Onder voorzitterschap van am. Homan werd het dispuut in 1947 op 20 januari opgericht. De erkenning van dit dispuut in het C.S.R.G. V.E.R.A. vond plaats in juni van hetzelfde jaar. Het bleek dat disputen nodig en wenselijk waren want ook Tuduca en Dorsequa volgen hierna spoedig. De groepen in engere vorm zijn zeer goed voor het begrip amicitia. De toevloed van studenten vlak na de oorlog werkte in de hand, dat disputen opgericht moesten worden. Door de samenstelling en de indeling van de vergadering is het dispuut als het ware een oorsprong geweest van V.E.R.A.
Vervolgens duidt de spreker op het grote nut van het dispuut aangaande het contact tussen oudere en jongere jaars, aangezien alleen in het dispuut deze mogelijkheid zo groot is.
Daarna vertelt am. Roosjen iets over de indeling van de vergadering. De hoofdmoot van de vergadering is de lezing, daarbij worden geen sprekers van buiten het dispuut gehaald. Het probleem wordt door de leden zelf aangepakt. De taak die een dispuut zich stelt is
I) Het juist onderscheiden door de leden. Elkaar vormen als Christen student. II) Het ontwikkelen van de oratorische gaven.
III) De amicitia bevorderen. Een ongrijpbaar begrip, dat juist in het dispuut zijn kansen heeft.
Vervolgens opperde am. Roosjen de mogelijkheid om gedurende het begin van de vergadering een bespreking te houden van het gelezen Bijbelgedeelte. Daarnaast hebben we de lezingen, stellingen, memoraties, meningen over een boek, improvisaties, dit laatste is langzamerhand verwaterd. Dit zou opnieuw in zwang moeten komen, aangezien dit van nut zou zijn voor de eerstejaars.
De commissieverslagen zijn ook een onontbreekbaar element in de vergadering, dit geeft meer het luchtige cachet. Am. v.d. Velde gebruikte hier voor de stelling: “Gebrek aan weinig commissies is gelijk aan een overmatig gebrek van commissies”

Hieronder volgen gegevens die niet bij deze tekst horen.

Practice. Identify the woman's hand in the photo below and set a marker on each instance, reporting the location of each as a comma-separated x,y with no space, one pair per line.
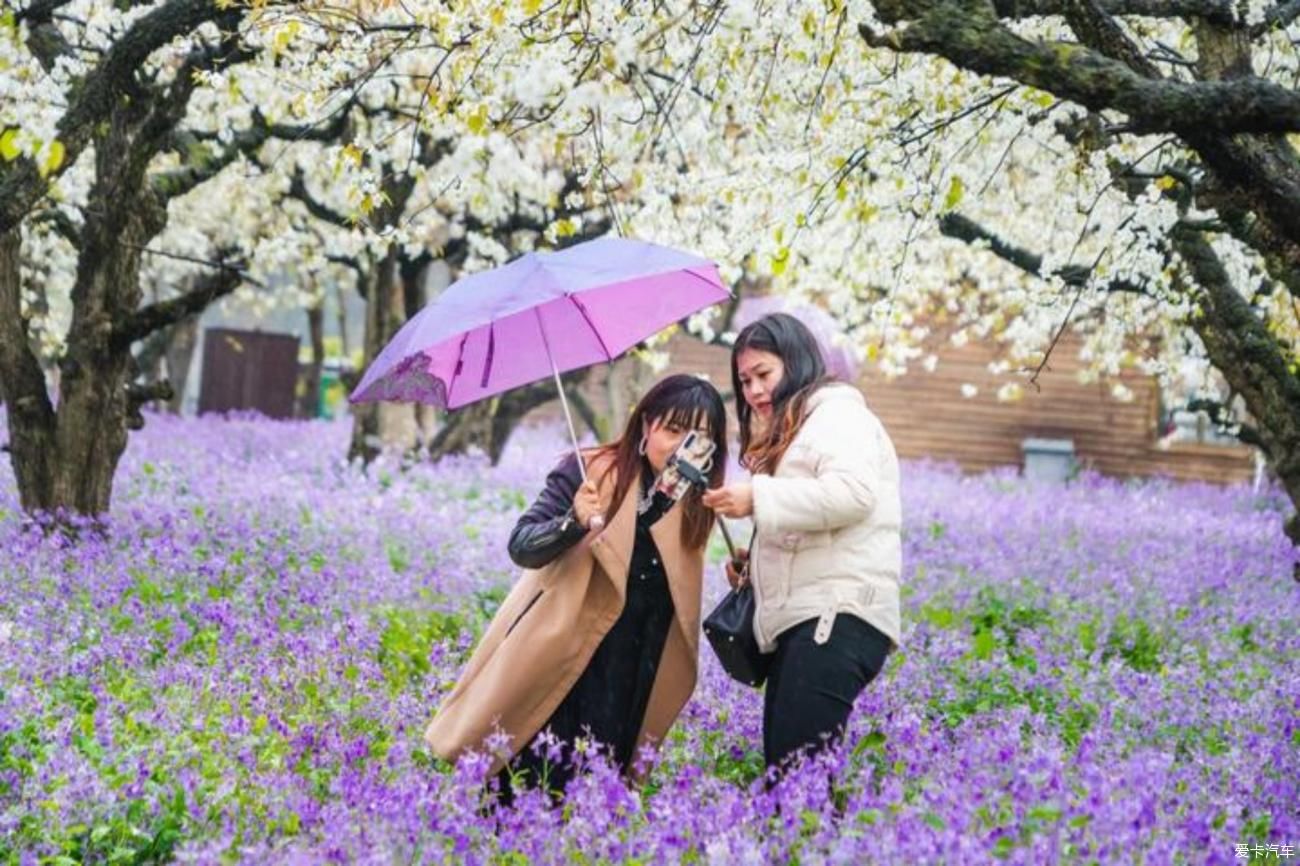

Daarna volgen de 1e en 2e rondvraag. De 2e rondvraag in de vergadering acht de spreker eigenlijk niet nodig. Temeer daar deze overgenomen is van de V.E.R.A.-vergadering. Ook duidt de spreker de wissel trophée aan, die zijn rol speelt in de jaarlijkse bierestafettes.
(De praeses toont de trophée aan HAAR en vertelt dat deze gemaakt is van zeepsteen en afkomstig uit Canada.)
Am. Roosjen memoreert nog de weekends en vooral het komende weekend te Roden, de reünies en de vacantiereizen, eieren rapen tijdens het kieviten seizoen en het IXNAΘON-lied dat in 1958 door am. Kleinlein is gecomponeerd.
Als laatste punt accentueert de spreker het belang van een dispuut, aangezien dit de kern is van de leerschool. Het openstaan jegens elkaar is een noodzakelijk punt.
De praeses dankt am. Roosjen voor zijn inleiding, die een duidelijk overzicht gaf van het dispuut IXNAΘON.
Daarna geeft de praeses een korte uiteenzetting over de historische figuur Echnaton, die leefde omstreeks 1387-1366 vóór Christus.